Shakespeare geht baden
Shakespearesche Wasserspiele: Mit "Liebe macht nass" wird die Bodenseetherme Konstanz erstmals zur Theaterbühne. Und zu was für einer. | © Fridolin Weiner/Theater HTWG

Starkstrom trifft Thermalwasser. Sensible Instrumente treffen tropisches Klima. Eine Badelandschaft ist die Bühne, wenn das Studententheater der Konstanzer Hochschule für Technik, Wirtschaft und Gestaltung (HTWG) gemeinsam mit der Südwestdeutschen Philharmonie „Romeo & Julia" ab Mittwoch in ungewöhnlichem Ambiente inszeniert. Ist das alles nur eine aufmerksamkeitsheischende Masche oder kann dabei wirklich Kunst entstehen? Eine Spurensuche

Von Michael Lünstroth

Es ist nicht so, dass hier normalerweise kein Theater gespielt würde. Vielmehr ist es doch so, dass hier eigentlich jeden Tag Theater gespielt wird. Badetempel wie die Bodenseetherme Konstanz sind klassische Aufführungsorte des Alltagstheaters. Oder glaubt tatsächlich jemand, dass sich die meisten Badegäste vorher nicht sehr genau überlegten, welche Kleidung sie in diesem intimen Ort tragen? Und dass sie nicht genau darauf achteten, wie sie sich selbst und auch die anderen auf diesem rutschigen Terrain bewegen?
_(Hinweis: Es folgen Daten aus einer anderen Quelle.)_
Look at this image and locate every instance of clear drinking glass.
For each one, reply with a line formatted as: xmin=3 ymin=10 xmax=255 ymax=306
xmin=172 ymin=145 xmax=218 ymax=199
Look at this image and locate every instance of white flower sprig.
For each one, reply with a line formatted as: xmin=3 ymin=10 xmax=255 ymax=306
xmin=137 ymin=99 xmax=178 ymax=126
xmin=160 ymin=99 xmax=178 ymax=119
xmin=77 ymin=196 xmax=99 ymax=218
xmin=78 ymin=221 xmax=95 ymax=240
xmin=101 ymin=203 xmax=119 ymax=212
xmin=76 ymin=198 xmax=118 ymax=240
Eben.

Und trotzdem ist das, was ab dem 11. Januar an diesem Ort passieren wird, in jeder Hinsicht ungewöhnlich. Mal kurz zusammengefasst: Ein Studententheater inszeniert mit einem Profiorchester einen Klassiker der Theatergeschichte in einer Therme. Ja, genau, Sie haben richtig gelesen - in einer Therme. Publikum wie Ensemble müssen zur Aufführung in Badekleidung erscheinen. Und: Hier kommen Dinge in Berührung, die genau das eigentlich nicht sollten, wenn man bei einigermassen klarem Verstand ist. Starkstrom und Wasser zum Beispiel. Oder sensible Musikinstrumente und feucht-warmes Klima. Verantwortlich für dieses Abenteuer sind vor allem zwei Männer.

Haut an Haut: Bei "Liebe macht nass" gibt es keine Berührungsängste. Bild: Fridolin Weiner/Theater HTWG

Felix Strasser, Theaterpädagoge und Leiter des Hochschultheaters der HTWG, und Beat Fehlmann, Intendant der Südwestdeutschen Philharmonie. Und eigentlich müsste man noch Robert Grammelspacher dazu nehmen. Der Geschäftsführer der Konstanzer Bädergesellschaft, zu der die Bodenseetherme gehört, hatte den Orchesterchef Fehlmann gefragt, ob man nicht zum zehnjährigen Bestehen der Therme gemeinsam etwas Besonderes machen wolle. Dass es nun so besonders werden würde, hatte Grammelspacher bei seiner Anfrage sicher nicht erwartet.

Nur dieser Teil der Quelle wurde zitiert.